Brazilian software company Sikur has been pushing the concept since 2015 when it released a smartphone running a locked down/hardened version of Android which it branded GranitePhone. That was followed up in 2018 with the eponymous SikurPhone.

Now at Mobile World Congress 2022 the firm is showing off a new security hardened and “certified” Android handset — which has been given the somewhat misleading moniker of Sikur One. (But that’s marketing for you.)

It’s branding the device a “zero trust concept” — on account of a package of “Sikur engineer certified” features which are touted to “increase defenses and encrypt confidential information at its source”, as it puts it.

Baked in security features include device encryption; a default block on installing apps from third-party stores; and a hard block on location services — the latter, of course, being notoriously tricky to switch off on vanilla Android thanks to Google’s multilayered settings and rapacious appetite for user data.

Sikur’s “Android Verified Boot” also purges built-in system apps to further shrink the attack surface area and/or keep the device “lightweight and secure”, as its PR tells it.

And despite editing out some standard software, Sikur says the handset is “fully configured and ready to use”, while further claiming it has “the same usability as a regular device”. (Maybe that depends on what exactly you want to use it for.)

Its build also comes with a locked bootloader and Over The Air (OTA) patching for apps and the OS to ensure it’s always up to date, i.e. rather than leaving it up to users to remember to push a manual update with the risk of security vulnerabilities in the meanwhile.

Sikur further touts a “password-less authentication token function” — which it suggests could help prevent phishing and malware attacks. Default network settings are also tweaked with security in mind. (Plus you get Sikur’s secure VPN to shield connections to unsecured wi-fi.)

Remote lock & wipe is also on board, as you’d expect.

The device comes with Sikur Messenger as the default comms app — aka, the company’s end-to-end encrypted messaging app which is intended to stand in as the secure corporate chat app (with support for messaging, voice, video calls etc), and also for file storage and sharing, holding data in a secure private cloud.

Albeit, this level of secure comms is only going to be available within the Sikur Messenger micro-network; so only employees provisioned with a device running the software will be able to participate. (Although the messenger app is also available for standard Android, iOS and Windows, so doesn’t require the company’s mobile hardware to access.)

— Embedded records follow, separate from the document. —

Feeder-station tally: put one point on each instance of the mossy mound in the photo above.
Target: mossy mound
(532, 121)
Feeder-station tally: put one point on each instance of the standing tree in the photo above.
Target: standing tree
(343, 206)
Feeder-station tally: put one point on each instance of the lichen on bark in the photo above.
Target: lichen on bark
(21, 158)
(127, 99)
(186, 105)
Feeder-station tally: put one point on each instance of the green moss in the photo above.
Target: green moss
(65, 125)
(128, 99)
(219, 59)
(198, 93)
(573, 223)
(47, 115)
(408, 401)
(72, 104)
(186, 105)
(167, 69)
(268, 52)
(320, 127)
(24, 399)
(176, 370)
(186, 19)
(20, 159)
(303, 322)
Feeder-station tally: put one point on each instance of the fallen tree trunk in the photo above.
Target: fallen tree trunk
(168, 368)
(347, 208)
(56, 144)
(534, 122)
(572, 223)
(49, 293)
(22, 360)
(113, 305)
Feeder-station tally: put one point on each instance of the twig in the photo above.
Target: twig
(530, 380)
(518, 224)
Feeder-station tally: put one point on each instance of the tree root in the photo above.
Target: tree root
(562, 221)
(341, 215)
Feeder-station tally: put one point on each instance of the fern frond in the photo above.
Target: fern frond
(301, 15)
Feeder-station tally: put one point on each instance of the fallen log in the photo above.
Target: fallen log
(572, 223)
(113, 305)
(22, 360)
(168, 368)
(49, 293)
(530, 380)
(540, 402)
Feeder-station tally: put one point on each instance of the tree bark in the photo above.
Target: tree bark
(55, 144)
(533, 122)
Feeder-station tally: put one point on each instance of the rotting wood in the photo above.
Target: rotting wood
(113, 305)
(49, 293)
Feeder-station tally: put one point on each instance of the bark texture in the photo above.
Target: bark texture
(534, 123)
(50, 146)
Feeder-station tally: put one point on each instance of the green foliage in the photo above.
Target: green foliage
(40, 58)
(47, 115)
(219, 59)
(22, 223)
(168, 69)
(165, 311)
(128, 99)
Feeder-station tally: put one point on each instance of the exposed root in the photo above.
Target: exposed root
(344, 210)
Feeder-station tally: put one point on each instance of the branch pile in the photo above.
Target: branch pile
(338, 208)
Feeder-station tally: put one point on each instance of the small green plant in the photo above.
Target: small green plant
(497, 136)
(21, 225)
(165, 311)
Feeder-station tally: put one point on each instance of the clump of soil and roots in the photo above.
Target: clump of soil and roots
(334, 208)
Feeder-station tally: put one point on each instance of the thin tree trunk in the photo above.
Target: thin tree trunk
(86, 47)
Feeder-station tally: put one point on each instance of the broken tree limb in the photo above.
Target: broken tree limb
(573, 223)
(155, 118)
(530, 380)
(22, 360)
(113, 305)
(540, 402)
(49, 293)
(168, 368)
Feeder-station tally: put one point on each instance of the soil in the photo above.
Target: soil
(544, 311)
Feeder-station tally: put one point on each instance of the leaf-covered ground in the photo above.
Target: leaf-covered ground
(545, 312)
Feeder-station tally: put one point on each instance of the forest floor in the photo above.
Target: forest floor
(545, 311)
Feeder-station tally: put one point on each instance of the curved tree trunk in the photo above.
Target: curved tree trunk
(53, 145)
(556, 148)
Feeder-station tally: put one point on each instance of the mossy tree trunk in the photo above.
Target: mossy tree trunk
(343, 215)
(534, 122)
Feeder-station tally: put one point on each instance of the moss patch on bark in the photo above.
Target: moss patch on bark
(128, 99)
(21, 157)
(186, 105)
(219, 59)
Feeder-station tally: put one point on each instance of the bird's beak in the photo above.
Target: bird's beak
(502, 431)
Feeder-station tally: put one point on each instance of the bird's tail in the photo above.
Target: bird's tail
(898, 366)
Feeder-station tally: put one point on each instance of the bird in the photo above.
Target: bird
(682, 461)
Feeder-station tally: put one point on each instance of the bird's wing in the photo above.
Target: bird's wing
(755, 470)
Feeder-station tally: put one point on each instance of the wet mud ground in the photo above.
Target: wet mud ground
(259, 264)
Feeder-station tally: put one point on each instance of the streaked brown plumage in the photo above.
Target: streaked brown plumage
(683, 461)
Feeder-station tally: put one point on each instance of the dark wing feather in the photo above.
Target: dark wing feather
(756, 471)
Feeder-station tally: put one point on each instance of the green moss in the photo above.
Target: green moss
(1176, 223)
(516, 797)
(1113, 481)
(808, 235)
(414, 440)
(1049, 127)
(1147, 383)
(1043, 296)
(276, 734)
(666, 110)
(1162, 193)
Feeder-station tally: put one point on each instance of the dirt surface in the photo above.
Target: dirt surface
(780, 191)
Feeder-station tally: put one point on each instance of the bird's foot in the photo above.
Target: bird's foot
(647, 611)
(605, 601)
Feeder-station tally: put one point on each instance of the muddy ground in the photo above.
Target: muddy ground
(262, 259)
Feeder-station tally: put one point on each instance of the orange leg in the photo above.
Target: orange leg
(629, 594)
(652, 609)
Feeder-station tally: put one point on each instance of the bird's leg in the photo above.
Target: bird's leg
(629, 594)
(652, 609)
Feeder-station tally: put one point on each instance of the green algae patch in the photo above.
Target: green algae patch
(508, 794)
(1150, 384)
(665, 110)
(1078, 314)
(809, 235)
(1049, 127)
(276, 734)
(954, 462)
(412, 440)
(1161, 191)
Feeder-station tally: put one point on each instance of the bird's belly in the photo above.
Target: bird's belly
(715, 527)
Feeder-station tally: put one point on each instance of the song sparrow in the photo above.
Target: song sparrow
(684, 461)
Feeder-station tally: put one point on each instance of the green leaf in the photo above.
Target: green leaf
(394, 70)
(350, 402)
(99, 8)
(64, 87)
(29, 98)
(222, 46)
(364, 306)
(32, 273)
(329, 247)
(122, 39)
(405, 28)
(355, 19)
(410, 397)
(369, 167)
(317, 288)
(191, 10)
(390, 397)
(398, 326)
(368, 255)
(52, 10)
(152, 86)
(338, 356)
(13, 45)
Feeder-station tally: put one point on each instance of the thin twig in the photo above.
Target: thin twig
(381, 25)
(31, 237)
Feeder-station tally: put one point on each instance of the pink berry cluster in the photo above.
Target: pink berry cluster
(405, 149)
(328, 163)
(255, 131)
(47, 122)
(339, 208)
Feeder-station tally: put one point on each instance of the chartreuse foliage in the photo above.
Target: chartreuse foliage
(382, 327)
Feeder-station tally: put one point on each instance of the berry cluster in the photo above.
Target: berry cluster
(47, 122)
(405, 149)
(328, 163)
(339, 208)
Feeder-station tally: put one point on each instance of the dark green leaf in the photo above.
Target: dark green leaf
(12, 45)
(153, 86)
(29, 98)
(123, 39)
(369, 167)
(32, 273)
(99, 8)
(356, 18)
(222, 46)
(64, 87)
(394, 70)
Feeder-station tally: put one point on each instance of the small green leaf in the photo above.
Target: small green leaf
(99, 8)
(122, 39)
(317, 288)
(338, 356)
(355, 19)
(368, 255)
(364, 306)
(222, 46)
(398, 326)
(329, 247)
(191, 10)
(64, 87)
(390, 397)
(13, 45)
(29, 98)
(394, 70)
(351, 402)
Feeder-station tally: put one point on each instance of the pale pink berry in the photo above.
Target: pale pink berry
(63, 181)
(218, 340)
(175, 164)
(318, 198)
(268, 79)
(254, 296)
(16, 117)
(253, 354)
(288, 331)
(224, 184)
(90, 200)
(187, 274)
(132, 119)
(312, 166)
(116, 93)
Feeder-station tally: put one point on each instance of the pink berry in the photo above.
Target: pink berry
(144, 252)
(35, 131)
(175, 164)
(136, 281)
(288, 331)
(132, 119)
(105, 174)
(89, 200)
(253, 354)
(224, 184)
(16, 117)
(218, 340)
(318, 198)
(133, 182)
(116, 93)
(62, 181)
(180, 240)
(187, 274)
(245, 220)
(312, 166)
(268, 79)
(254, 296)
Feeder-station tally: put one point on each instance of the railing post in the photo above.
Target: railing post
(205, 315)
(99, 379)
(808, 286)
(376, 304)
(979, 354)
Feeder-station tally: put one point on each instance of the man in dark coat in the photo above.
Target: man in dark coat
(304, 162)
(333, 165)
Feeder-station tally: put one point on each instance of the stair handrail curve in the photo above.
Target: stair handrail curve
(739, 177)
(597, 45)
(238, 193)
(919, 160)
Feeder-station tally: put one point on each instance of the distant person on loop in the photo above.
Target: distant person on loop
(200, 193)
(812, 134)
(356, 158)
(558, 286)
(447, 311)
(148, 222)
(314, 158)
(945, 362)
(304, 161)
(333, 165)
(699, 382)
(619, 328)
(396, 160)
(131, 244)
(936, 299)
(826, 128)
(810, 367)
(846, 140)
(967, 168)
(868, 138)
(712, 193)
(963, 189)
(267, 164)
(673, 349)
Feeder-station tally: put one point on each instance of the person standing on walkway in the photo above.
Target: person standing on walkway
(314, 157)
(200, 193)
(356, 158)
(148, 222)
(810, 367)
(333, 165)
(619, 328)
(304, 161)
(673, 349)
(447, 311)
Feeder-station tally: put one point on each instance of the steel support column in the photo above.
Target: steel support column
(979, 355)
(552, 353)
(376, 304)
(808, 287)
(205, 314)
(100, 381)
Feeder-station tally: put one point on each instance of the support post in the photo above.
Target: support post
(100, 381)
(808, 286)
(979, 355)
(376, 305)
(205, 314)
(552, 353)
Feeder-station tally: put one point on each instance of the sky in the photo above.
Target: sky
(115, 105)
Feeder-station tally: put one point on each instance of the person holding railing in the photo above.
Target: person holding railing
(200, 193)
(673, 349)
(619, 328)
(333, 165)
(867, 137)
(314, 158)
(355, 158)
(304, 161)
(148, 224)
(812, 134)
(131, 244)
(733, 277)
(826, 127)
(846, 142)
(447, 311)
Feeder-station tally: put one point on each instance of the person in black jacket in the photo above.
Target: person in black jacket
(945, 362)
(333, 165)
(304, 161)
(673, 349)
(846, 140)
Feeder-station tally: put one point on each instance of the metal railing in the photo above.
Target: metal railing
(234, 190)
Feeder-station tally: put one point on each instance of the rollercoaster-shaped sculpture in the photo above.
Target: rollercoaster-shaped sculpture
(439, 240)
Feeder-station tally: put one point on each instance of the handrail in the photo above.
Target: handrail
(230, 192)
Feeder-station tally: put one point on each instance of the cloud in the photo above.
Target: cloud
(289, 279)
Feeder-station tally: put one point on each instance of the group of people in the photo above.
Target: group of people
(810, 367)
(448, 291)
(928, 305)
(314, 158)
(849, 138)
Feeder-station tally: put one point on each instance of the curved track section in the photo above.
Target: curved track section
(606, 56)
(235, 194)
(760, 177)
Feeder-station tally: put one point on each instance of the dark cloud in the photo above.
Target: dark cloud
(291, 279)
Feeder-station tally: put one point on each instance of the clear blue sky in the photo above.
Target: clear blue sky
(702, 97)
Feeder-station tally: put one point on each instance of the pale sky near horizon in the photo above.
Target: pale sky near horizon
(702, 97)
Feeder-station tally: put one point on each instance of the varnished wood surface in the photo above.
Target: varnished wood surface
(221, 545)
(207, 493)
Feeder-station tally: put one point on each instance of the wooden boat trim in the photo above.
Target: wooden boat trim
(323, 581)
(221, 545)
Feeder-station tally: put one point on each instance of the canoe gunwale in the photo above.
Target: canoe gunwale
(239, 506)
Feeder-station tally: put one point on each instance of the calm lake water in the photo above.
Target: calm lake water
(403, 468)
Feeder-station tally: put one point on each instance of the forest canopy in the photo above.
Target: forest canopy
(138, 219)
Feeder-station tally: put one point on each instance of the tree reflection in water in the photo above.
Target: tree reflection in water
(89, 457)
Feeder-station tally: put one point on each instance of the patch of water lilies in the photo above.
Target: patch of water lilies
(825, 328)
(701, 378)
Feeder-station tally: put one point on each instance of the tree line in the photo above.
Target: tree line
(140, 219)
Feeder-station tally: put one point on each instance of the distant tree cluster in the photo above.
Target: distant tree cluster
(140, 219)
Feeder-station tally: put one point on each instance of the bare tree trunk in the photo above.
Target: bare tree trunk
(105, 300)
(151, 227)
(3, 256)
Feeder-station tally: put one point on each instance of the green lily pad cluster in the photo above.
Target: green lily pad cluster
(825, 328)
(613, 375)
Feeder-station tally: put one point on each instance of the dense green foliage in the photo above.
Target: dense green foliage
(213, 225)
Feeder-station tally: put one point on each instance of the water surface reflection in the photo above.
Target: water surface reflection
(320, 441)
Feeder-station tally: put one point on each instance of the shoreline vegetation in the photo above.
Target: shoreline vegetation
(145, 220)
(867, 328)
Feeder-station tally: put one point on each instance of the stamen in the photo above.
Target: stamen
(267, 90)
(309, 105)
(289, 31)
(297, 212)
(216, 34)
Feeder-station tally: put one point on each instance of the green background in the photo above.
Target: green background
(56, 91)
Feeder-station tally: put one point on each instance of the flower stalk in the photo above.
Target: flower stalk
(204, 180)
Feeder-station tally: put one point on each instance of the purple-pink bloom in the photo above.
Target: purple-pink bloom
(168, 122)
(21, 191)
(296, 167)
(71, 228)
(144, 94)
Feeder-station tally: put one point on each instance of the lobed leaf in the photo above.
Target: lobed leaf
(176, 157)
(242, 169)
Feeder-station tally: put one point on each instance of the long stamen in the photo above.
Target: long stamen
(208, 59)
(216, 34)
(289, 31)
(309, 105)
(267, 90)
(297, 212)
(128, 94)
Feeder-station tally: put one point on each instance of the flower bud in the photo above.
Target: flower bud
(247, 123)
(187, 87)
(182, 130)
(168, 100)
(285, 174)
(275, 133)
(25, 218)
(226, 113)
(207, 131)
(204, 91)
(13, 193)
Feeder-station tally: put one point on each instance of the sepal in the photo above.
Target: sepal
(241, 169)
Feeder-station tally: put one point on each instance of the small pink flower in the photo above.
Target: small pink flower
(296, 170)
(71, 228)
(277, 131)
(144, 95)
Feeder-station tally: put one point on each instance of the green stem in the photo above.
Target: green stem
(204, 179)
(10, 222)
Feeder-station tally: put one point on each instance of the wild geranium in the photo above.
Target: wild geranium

On the specs front, the Sikur One has a 6.5″ screen, an octa core processor running Android 11, and a 4,000 mAh battery.

It’s a 4G (not 5G) device, with 4GB of RAM and 128GB of internal storage (an expansion slot supports adding up to 512GB).

There’s also front and rear cameras, and support for dual SIM.

Color option: (Stealth) black, obviously.

“Ordinary devices are open and susceptible to modified configurations and can contain apps that can damage the system and introduce malware, opening doors for data leakage and espionage. With Sikur One, even a connection made over public networks, such as in airports or restaurants, is protected,” said Fabio Fischer, CEO of Sikur in a statement.

The handset is a collaboration between Sikur and Brazilian electronics maker, Multilaser.

Pre-sales for the device — which Sikur is targeting at “large businesses and government organizations”, aka entities who may be concerned both about security and wider compliance with privacy regulations like Europe’s GDPR and Brazil’s equivalent (LGPD), are starting this week per a spokesman.

“Devices are selling across Latin America, US, Europe and Middle East,” he also said, adding: “Brazil and the US are our biggest markets, to date.”

Sikur told us the company has sold around 35,000 handsets since 2015.